Raków Częstochowa szybko wyszedł na prowadzenie. Zwycięstwa nie oddał
Raków Częstochowa tydzień temu przegrał z Pogonią Szczecin. To sprawiło, że Lech dzięki zwycięstwu nad “Pasami” zrównał się punktami z ekipą Marka Papszuna. Walka o mistrzostwo wkracza więc w decydującą fazę. W piątek o 20.30 w Częstochowie Raków podejmował walczący o utrzymanie Śląsk Wrocław.
W pierwszych minutach Śląsk kontrolował spotkanie. To jednak “Medaliki” jako pierwsze wpisały się na listę strzelców. W 19. minucie gola zdobył Ariel Mosór, choć sytuacja była sprawdzana na wozie VAR. Chodziło o sytuację z Zoranem Arseniciem, który zdaniem kibiców i ekspertów przytrzymywał obrońcę Śląska przy dośrodkowaniu. Powtórki pokazują, że mogło tak być. Ostatecznie sędzia gola jednak uznał. Kilka minut później to Śląsk trafił do siatki, ale zdaniem arbitra był spalony. Przed przerwą na 2:0 dla Rakowa podwyższył Diaz.

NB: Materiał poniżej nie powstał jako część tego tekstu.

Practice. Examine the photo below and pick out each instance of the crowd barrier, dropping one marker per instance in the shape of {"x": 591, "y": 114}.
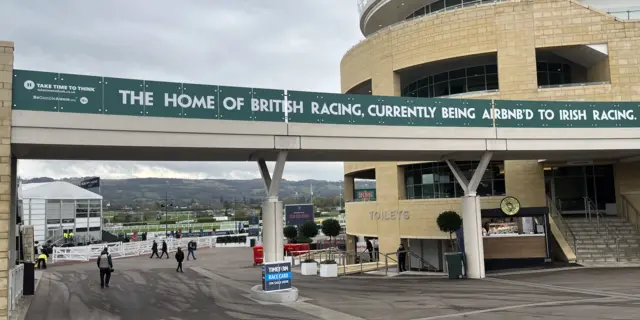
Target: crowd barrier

Śląsk od momentu straty drugiej bramki praktycznie nie istniał. Po zmianie stron Raków jeszcze podwyższył prowadzenie. Na 3:0 w 71. minucie trafił Brunes i ustalił wynik meczu. Wykorzystał fatalny błąd Leszczyńskiego.

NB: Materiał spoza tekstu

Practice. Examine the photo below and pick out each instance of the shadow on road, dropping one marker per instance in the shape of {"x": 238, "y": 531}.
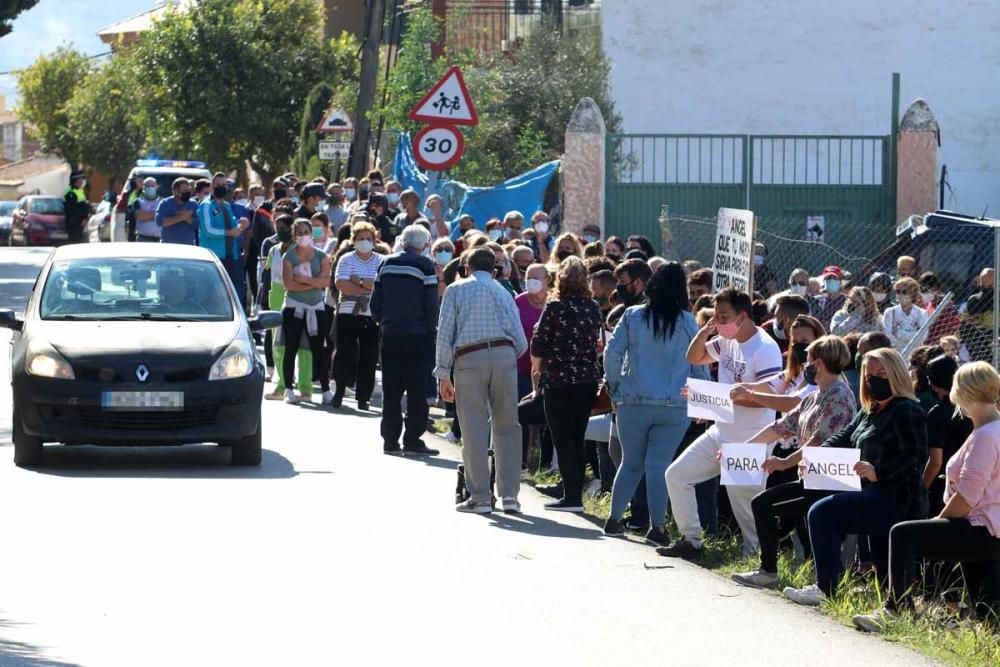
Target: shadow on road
{"x": 536, "y": 525}
{"x": 187, "y": 462}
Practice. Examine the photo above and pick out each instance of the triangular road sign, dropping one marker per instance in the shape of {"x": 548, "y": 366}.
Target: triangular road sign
{"x": 448, "y": 102}
{"x": 335, "y": 120}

To ważne zwycięstwo dla Rakowa w kontekście walki o mistrzostwo Polski. Z kolei porażka oddala Śląska od utrzymania w Ekstraklasie. Wicemistrzowie Polski znów po tej kolejce mogą spaść na ostatnie miejsce, a ponadto strata do bezpiecznej pozycji może wzrosnąć do pięciu oczek. Wiele zależy od grającej w sobotę Lechii Gdańsk.